Aside from his own research prioritizes (above), Jack also work on studies conducted collaboratively within the Ashley Lab, the Division of Cardiovascular Medicine. These studies broadly include digital health randomized controlled trials (RCTs) and meta-research (including statistical methods such as meta-analysis, meta-regression etc).

Jack previously completed a DPhil (PhD) in clinical epidemiology at the University of Oxford as a Clarendon Scholar. The title of his DPhil thesis was: “Biostatistical and meta-research approaches to assess diagnostic tests”. Jack’s published research is available at the google scholar page (https://scholar.google.co.uk/citations?user=n5l7tL8AAAAJ&hl=en) and some of his code is publicly available at his GitHub (https://github.com/jackosullivanoxford).

Beyond academic institutions, Jack consults to the World Health Organization (WHO); including on WHO guidelines, where he is currently the methodological chair for a WHO guideline concerning the early(ier) detection of disease in adults. Jack also work as an associate editor at one of the BMJ sub-journals: BMJ EBM. During my DPhil Jack worked clinically at Oxford University Hospitals (John Radcliffe Hospital) and intend to return to clinical practice as a Physician-Scientist at Stanford upon the completion of my research Fellowship.

You can follow Jack on twitter (https://twitter.com/DrJackOSullivan): where you will find him tweeting about statistics, surfing, cardiology, medicine, epidemiology, health policy, and, occasionally, politics.

Narayan is a Swiss biomedical engineer with deep expertise in machine learning and signal processing applied to large-scale human health time series data. Currently a postdoctoral Wu Tsai Human Performance Fellow, he earned his PhD in Biomedical Engineering from the ARTORG Center for Biomedical Engineering Research at the University of Bern, Switzerland. He also holds MSc and BSc degrees in Computational and Molecular Life Sciences.

His research focuses on developing, validating, and clinically testing digital health technologies and AI-driven methods for active and passive remote health monitoring. His ultimate goal is to enable the earlier detection of health risks and deliver digital interventions that extend human healthspan and enhance human performance. Specifically, he develops generative deep learning models to simulate large-scale smartphone and wearable data, alongside novel computer vision approaches for artificially supervised functional remote assessment.

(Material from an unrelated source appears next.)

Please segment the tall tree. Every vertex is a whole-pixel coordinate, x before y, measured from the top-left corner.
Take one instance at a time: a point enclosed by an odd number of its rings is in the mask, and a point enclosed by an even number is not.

Laurens van de Wiel is Dutch scientist from Berghem, The Netherlands. Laurens spent his undergrad in Software Development (BSc, Avans Hogeschool ‘s-Hertogenbosch) and Computing Science (MSc, Radboud University Nijmegen). Laurens continued his career at a start-up, where he created large-scale, real-time analytical software. Laurens continued on his academic trajectory at the Radboudumc in Nijmegen, where he started his PhD in bioinformatics. During his PhD, Laurens integrated genetic data with protein 3D structures and protein domains. He utilized the skills he obtained before setting out on his academic trajectory; building large-scale, robust, reliable software. Exemplified by the MetaDome Web server (https://stuart.radboudumc.nl/metadome/). During his PhD, he developed novel methodologies for the interpretation of genetic variants of unknown clinical significance and, by integrating structural and evolutionary biology with genomics, Laurens identified 36 novel disease-gene associations for developmental disorders. These discoveries enabled diagnosis for over 500 families worldwide. Laurens’ areas of expertise are (bioinformatic) software development, data integration of genetic variation with other omics.